Fue el 3 de abril de ese año cuando se formalizó el acto de fundación, un hito que marcaba la presencia europea en esta porción del territorio. Sin embargo, la tierra ya estaba habitada por los guaraníes, pueblos originarios con profundas raíces en el lugar. Su resistencia a la intromisión fue inmediata y enérgica, tejiendo un escenario de constantes fricciones y enfrentamientos.

En este contexto de tensión y lucha por el territorio, los colonizadores erigieron una gran cruz de madera, símbolo de su fe y de su propósito de permanencia. Esta cruz se convirtió rápidamente en un punto de referencia y en un blanco para los ataques de los guaraníes, quienes buscaban erradicar todo vestigio de la presencia española.

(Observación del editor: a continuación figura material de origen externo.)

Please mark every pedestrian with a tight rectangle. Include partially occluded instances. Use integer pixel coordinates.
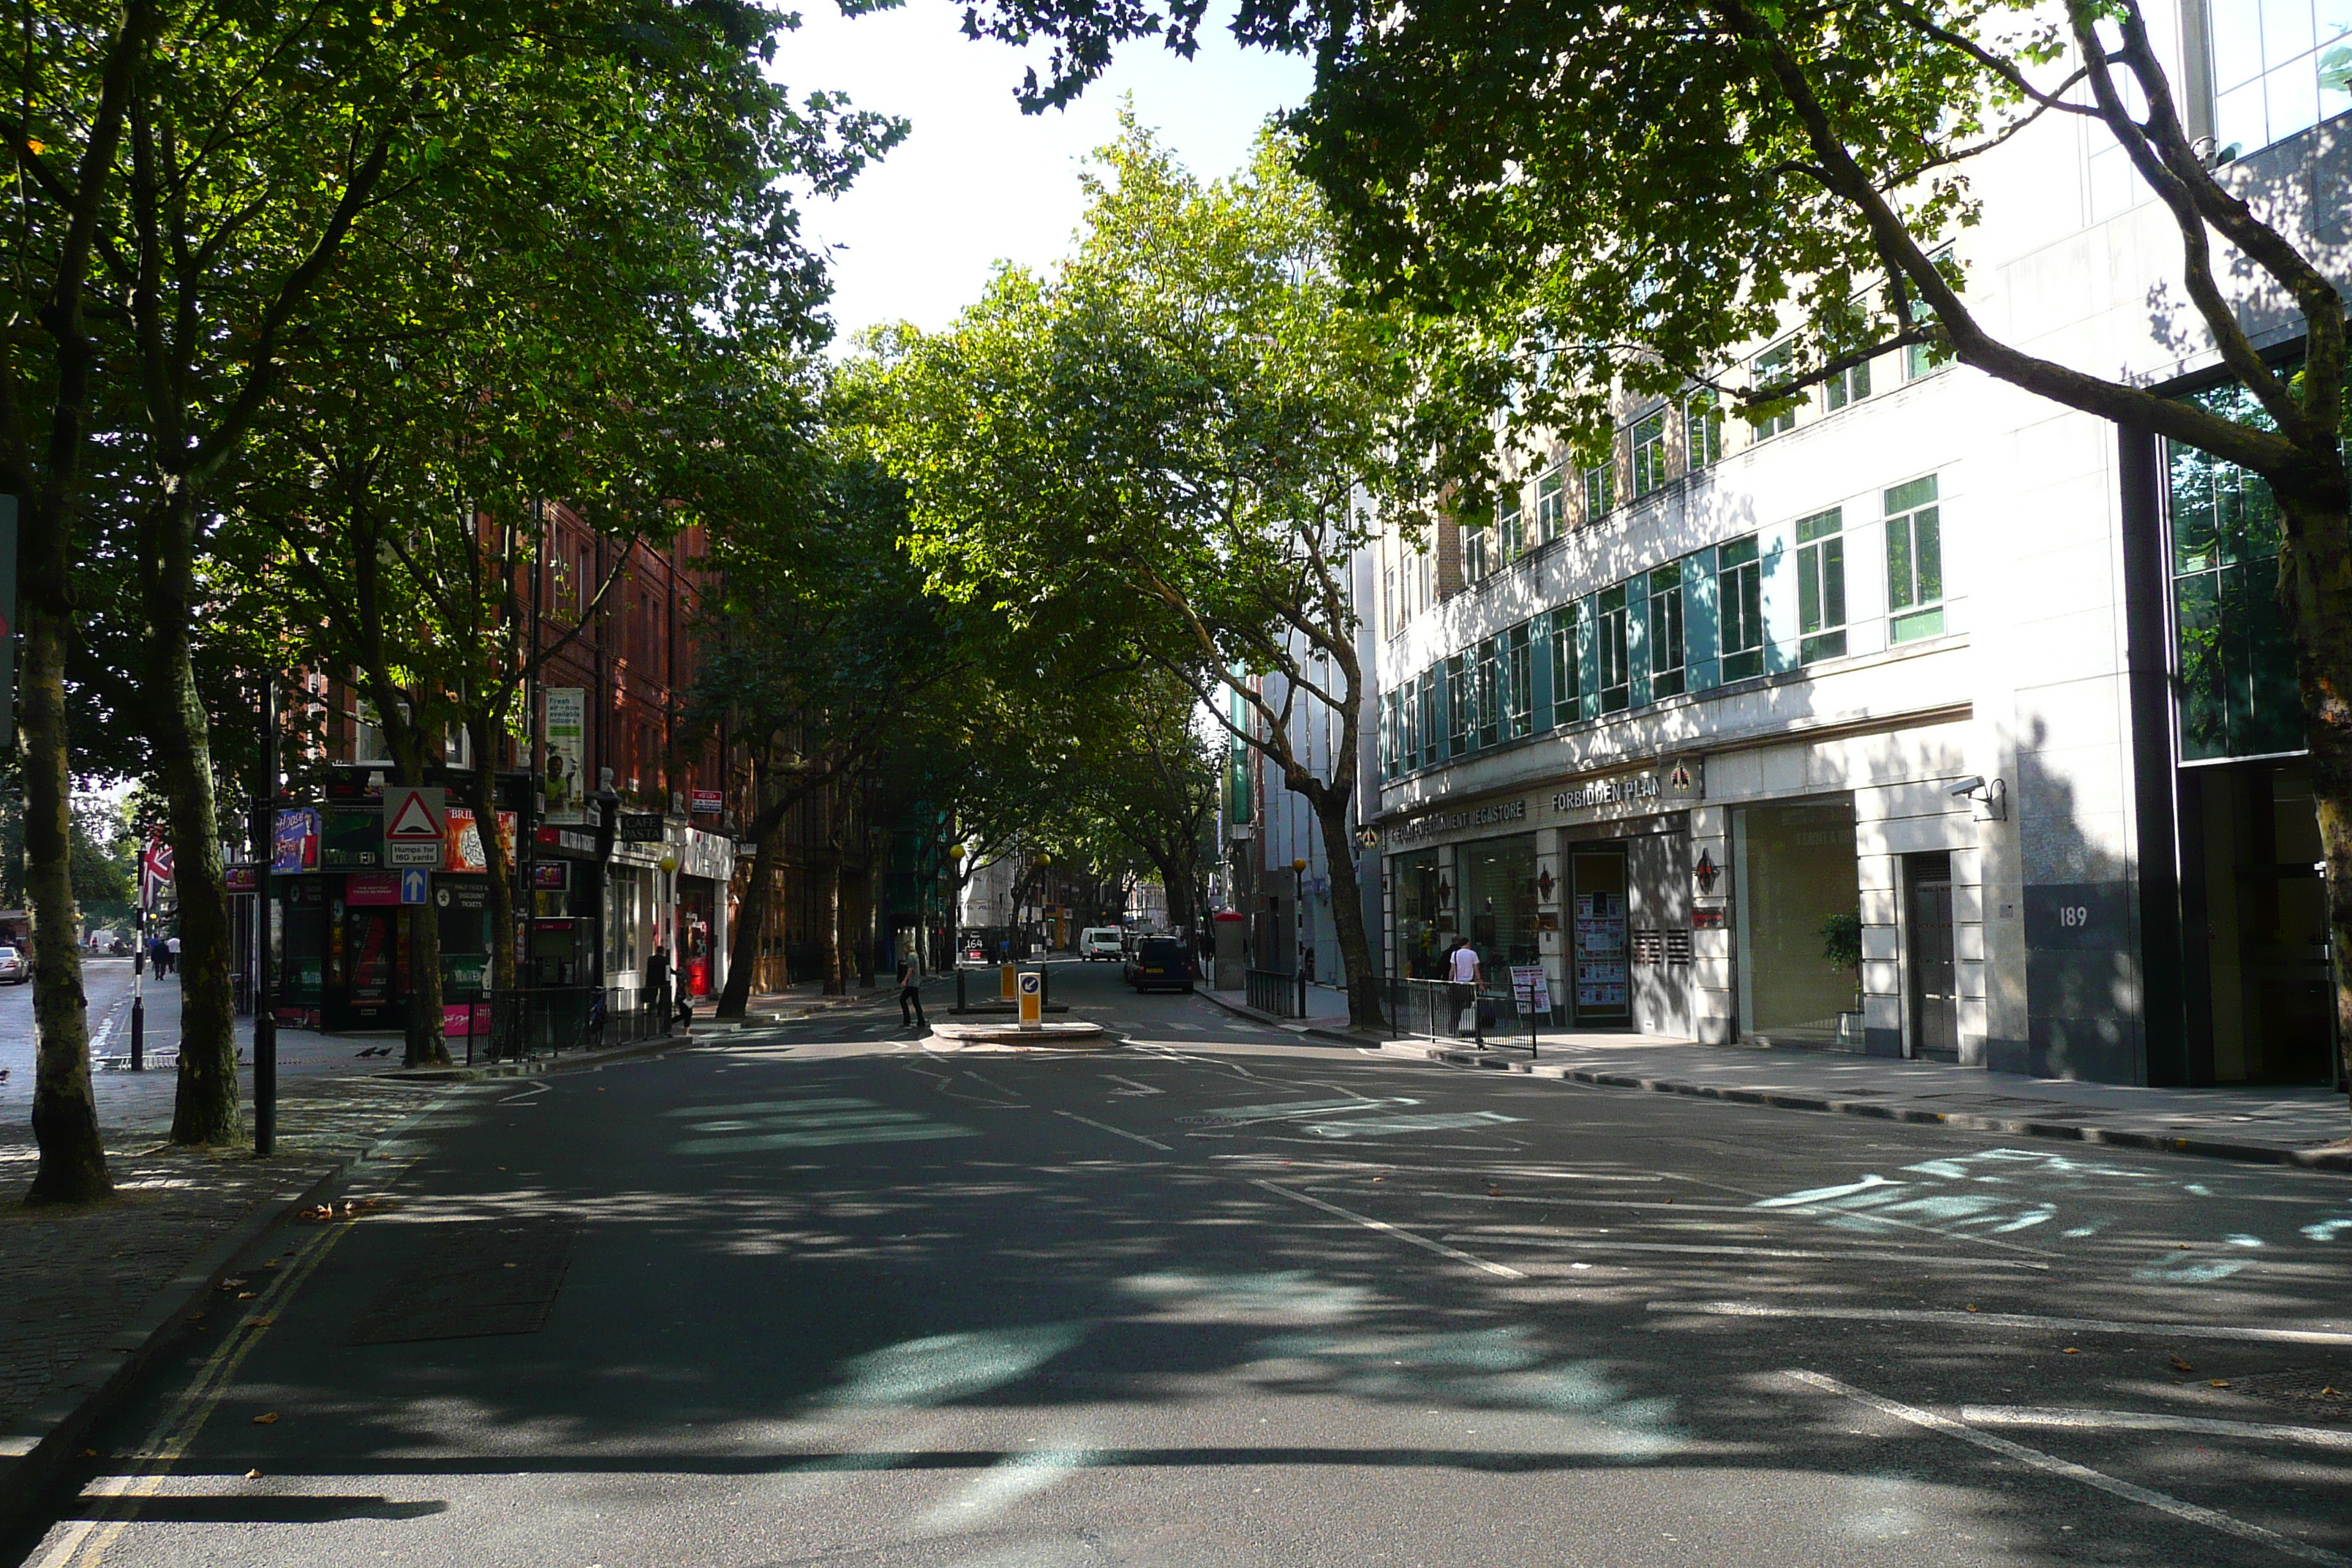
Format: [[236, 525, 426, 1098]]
[[898, 950, 927, 1031], [645, 944, 671, 1032], [165, 935, 180, 976], [1445, 935, 1482, 1039]]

Fue en medio de uno de estos embates que tuvo lugar el suceso que definiría la identidad mística de Corrientes. Los guerreros guaraníes, decididos a destruir el símbolo cristiano, lanzaron flechas incendiarias y antorchas encendidas hacia la cruz con la intención de reducirla a cenizas. Pero, para el asombro de ambos bandos, la cruz no ardió. Las llamas, por más que la envolvían y la lamían, parecían incapaces de consumirla. La madera permanecía indemne, como si una fuerza invisible la protegiera. Incluso se narra que quienes intentaron incendiarla directamente sufrieron quemaduras, mientras el madero se mantenía intacto.

Este prodigio, interpretado por los españoles como una clara señal divina, y sin duda impactante para los guaraníes, marcó un punto de inflexión. La resistencia, aunque no cesó del todo, se vio matizada por la perplejidad ante un hecho inexplicable. Desde entonces, el sitio donde ocurrió este fenómeno fue denominado el Campo del Milagro, y la cruz, la Cruz del Milagro, se erigió en el emblema más sagrado de la fe y la historia correntina.

Así, la fundación de Corrientes no es solo el resultado de una expedición y una decisión política. Es una narrativa entrelazada con la geografía, la valiente resistencia de los pueblos originarios y un acontecimiento extraordinario que se instaló en el corazón de su identidad. Una ciudad que, a la vera del Paraná, sigue llevando en su nombre la fuerza de sus corrientes y en su espíritu el eco de un milagro que el tiempo no ha podido apagar.